Rozumiem, że kiedy traci się pechowo dość przypadkową bramkę, chce się szybko odrobić straty i wtedy popełnia się błędy. Drużynie prowadzącej 1:0 jest łatwiej. Jednak to, co robiła Legia, złożona z reprezentantów Polski i innych krajów to wyjątkowy pokaz niefrasobliwości. Być może legioniści, jak to mają w zwyczaju (od dziesięcioleci, bez względu na to, kto w Legii gra) zlekceważyli przeciwnika. Myśleli, że skoro jadą na wieś, to wieśniacy, szczęśliwi z powodu wizyty gości ze stolicy, położą się na boisku i pozwolą im na wszystko.

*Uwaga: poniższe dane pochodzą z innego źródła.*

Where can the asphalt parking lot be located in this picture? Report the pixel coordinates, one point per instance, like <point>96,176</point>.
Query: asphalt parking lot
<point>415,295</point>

Wieśniacy mieli jednak inne plany i pokazali milionerom, że nazwiska nie grają. Zresztą, jeśli niektórzy reprezentanci Polski mieliby tak grać podczas Euro jak w Niecieczy to lepiej żeby w ogóle do Francji nie pojechali.
Bayern też wczoraj przegrał, i to na swoim stadionie. Ale starał się odrobić stratę, miał jakiś plan, nie udało się. Legia wyglądała jak grupa chłopaków, którzy widzieli się pierwszy raz a każdy z nich miał poczucie, że umie grać w piłkę. Chodzi nie tylko o jej porażkę, ale i o to, że w ciągu półtorej godziny runął wizerunek „polskiego Bayernu”, który jest najbogatszy, najlepszy w każdej klasyfikacji, mający najdroższych zawodników i trenera, który wydawał się panować nad sytuacją. Legia nie przestała być faworytem rozgrywek, ale bardzo sobie w środę zaszkodziła.
Cracovia odbudowała się po porażce z Zagłębiem i pokonała Ruch w Chorzowie. Podobnie Lech, chociaż akurat jemu w starciu z Górnikiem było łatwiej. Mecz Jagiellonii z Pogonią był antypropagandą ekstraklasy. W Białymstoku kibice powinni zażądać zwrotu pieniędzy za bilety.